The Ayn Rand Reader

1998

Overview

Mentions of Ayn Rand — and references to her ideas — pop up routinely today, and naturally many people are curious about what she actually stood for. Given that her fiction and philosophical writings span several thousands of pages across numerous books, where might a time-pressed person begin?

Edited by Gary Hull and bringing together excerpts from Rand’s four novels and her nonfiction, The Ayn Rand Reader offers a sample of her philosophic vision and artistic expression — in her own words.

For those curious about Rand’s controversial views or intrigued by the power of her widely popular novels, this book offers a starting point from which to form your own firsthand view as well as leads for you to explore further.

Themes

Ayn Rand was often asked whether she considered herself primarily a novelist or primarily a philosopher.
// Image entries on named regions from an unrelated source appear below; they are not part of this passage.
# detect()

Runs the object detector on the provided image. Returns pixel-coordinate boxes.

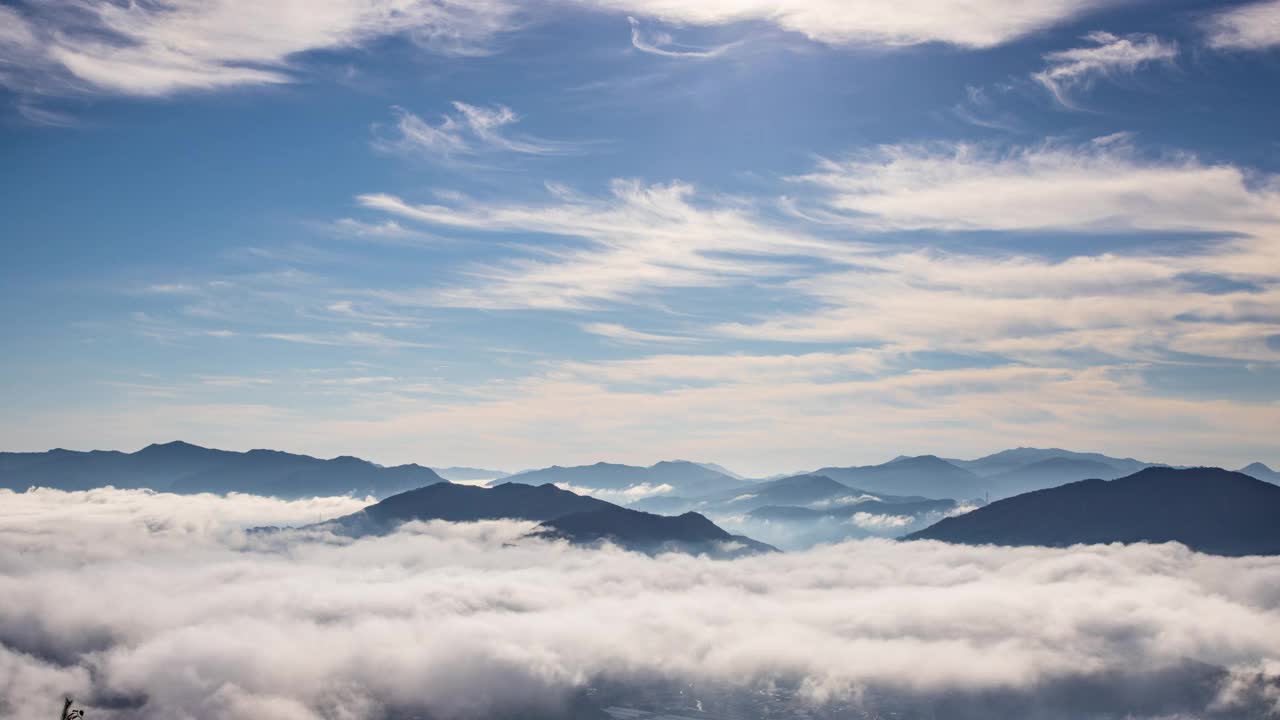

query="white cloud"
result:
[556,483,676,505]
[1032,31,1178,108]
[580,0,1108,47]
[1206,0,1280,50]
[795,136,1280,232]
[0,489,1280,720]
[627,17,732,59]
[357,179,856,310]
[581,323,696,345]
[0,0,1141,96]
[259,331,430,350]
[0,0,515,95]
[374,101,580,160]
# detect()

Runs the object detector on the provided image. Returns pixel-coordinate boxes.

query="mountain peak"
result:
[134,439,209,455]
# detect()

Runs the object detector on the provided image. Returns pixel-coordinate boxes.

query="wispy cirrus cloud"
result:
[374,100,585,160]
[627,17,733,60]
[794,135,1280,232]
[580,0,1107,47]
[0,0,1141,103]
[0,0,516,96]
[580,323,696,345]
[1032,31,1178,109]
[357,179,856,310]
[1204,0,1280,50]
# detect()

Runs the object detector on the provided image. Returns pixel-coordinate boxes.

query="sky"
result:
[0,0,1280,474]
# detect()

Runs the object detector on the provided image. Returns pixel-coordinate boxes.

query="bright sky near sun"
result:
[0,0,1280,474]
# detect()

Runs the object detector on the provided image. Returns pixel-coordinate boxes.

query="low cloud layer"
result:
[0,489,1280,720]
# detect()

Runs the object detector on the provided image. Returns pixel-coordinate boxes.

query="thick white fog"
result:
[0,489,1280,720]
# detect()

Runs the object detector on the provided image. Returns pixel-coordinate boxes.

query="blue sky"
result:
[0,0,1280,473]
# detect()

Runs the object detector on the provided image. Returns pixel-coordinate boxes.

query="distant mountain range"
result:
[431,468,511,483]
[1240,462,1280,484]
[947,447,1160,480]
[535,505,778,559]
[906,468,1280,556]
[631,474,925,515]
[305,482,777,557]
[0,442,444,498]
[0,442,1280,514]
[490,460,746,496]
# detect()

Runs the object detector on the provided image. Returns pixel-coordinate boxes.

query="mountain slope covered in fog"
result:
[0,441,443,498]
[906,468,1280,556]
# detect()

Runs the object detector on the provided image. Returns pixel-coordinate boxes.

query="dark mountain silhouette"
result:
[534,505,777,559]
[983,457,1130,500]
[431,468,511,482]
[312,482,613,537]
[630,475,927,515]
[304,482,776,557]
[1240,462,1280,486]
[490,460,746,497]
[813,455,987,500]
[0,441,443,498]
[947,447,1157,480]
[748,491,957,523]
[908,468,1280,555]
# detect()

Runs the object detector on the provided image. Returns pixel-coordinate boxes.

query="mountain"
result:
[631,475,880,515]
[431,468,511,483]
[906,468,1280,556]
[534,505,778,559]
[322,482,616,537]
[307,482,777,557]
[746,491,959,523]
[983,457,1129,498]
[490,460,746,497]
[947,447,1157,480]
[0,441,443,498]
[694,462,748,480]
[813,455,987,500]
[1239,462,1280,486]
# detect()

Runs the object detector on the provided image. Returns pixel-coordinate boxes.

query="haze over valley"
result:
[0,0,1280,720]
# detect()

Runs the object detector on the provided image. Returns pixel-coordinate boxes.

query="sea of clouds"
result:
[0,488,1280,720]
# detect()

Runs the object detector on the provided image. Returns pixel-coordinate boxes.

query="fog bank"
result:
[0,489,1280,720]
She did not think it was a good question.

“The motive and purpose of my writing is the projection of an ideal man. The portrayal of a moral ideal, as my ultimate literary goal, as an end in itself — to which any didactic, intellectual or philosophical values contained in a novel are only the means. . . .

“This is why I feel a very mixed emotion — part patience, part amusement and, at times, an empty kind of weariness — when I am asked whether I am primarily a novelist or a philosopher (as if these two were antonyms), whether my stories are propaganda vehicles for ideas, whether politics or the advocacy of capitalism is my chief purpose. All such questions are so enormously irrelevant, so far beside the point, so much not my way of coming at things.”